A few weeks later, the poopy hit the fan. Mom called, said she wanted to come over to talk about it. I tried to lovingly explain what the Bible said, but she would hear none of it. “We’re engaged,” she said, “And if you’re going to tell me that I have to choose between you and him, then I choose him.” I told her that I could not support this, and that it would mean that our relationship would change. She became furious, screamed at me in front of the kids and stormed out of the house. She married him a month later.

And now I understand Jesus’ words. He speaks comparatively. He is not nullifying his command to love others, he’s not suggesting that we treat our families as if we hate them. He’s saying that compared to how much we love him, it should appear that we hate all others we love. It’s hyperbole.

I don’t think I would have understood this passage unless I’d been forced to choose between my mother and my Jesus. She is still incredibly hurt by my choice, and believes I’m one of those condescending, judgmental* Christians. She used to be like that, she says, but she knows better now, and she feels sorry for me. God is love, she says, God is not judging and all that.

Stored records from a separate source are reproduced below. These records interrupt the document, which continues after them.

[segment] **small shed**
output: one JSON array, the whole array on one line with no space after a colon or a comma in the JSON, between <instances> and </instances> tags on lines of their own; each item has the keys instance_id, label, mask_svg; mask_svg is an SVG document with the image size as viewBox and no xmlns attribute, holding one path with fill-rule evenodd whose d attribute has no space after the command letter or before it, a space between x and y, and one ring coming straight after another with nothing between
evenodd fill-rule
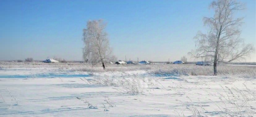
<instances>
[{"instance_id":1,"label":"small shed","mask_svg":"<svg viewBox=\"0 0 256 117\"><path fill-rule=\"evenodd\" d=\"M126 63L127 64L133 64L135 63L135 62L133 61L130 61Z\"/></svg>"},{"instance_id":2,"label":"small shed","mask_svg":"<svg viewBox=\"0 0 256 117\"><path fill-rule=\"evenodd\" d=\"M184 62L181 61L177 61L173 62L174 64L183 64L184 63Z\"/></svg>"},{"instance_id":3,"label":"small shed","mask_svg":"<svg viewBox=\"0 0 256 117\"><path fill-rule=\"evenodd\" d=\"M57 63L59 62L58 61L56 61L53 59L46 59L43 61L43 62L45 63Z\"/></svg>"},{"instance_id":4,"label":"small shed","mask_svg":"<svg viewBox=\"0 0 256 117\"><path fill-rule=\"evenodd\" d=\"M139 62L139 63L141 64L150 64L150 63L149 62L145 61L142 61L140 62Z\"/></svg>"},{"instance_id":5,"label":"small shed","mask_svg":"<svg viewBox=\"0 0 256 117\"><path fill-rule=\"evenodd\" d=\"M117 62L115 63L115 64L126 64L126 62L122 61L119 60L118 61L117 61Z\"/></svg>"}]
</instances>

But I disagree. God is love, yes. But God also requires obedience. God is judging. He is justice. And none of this contradicts. The whole reason Jesus had to die is because of this. Because God loved us, he wanted us to be with him, but because we had sinned and he is perfect and just, we could not be with him. We were eternally marked with our sins, and he could not have us with him. So he provided a way, through Jesus’ death, for us to come back to him without contradicting himself. Jesus’ death paid the debt for our sins and erased those marks, so that we are no longer sinful people coming to be with God, we are perfectly clean and pure people coming to be with God.

Am I grieved at the present state of my relationship with my mom? Oh yes, deeply. Do I hate my mother? No, not at all. I still love her very much. But if you ask her, she’d probably say I hate her. And I believe that’s exactly what Jesus meant.

I wonder how much more of the Bible I will understand if I have the privilege and blessing to live to the age of 80.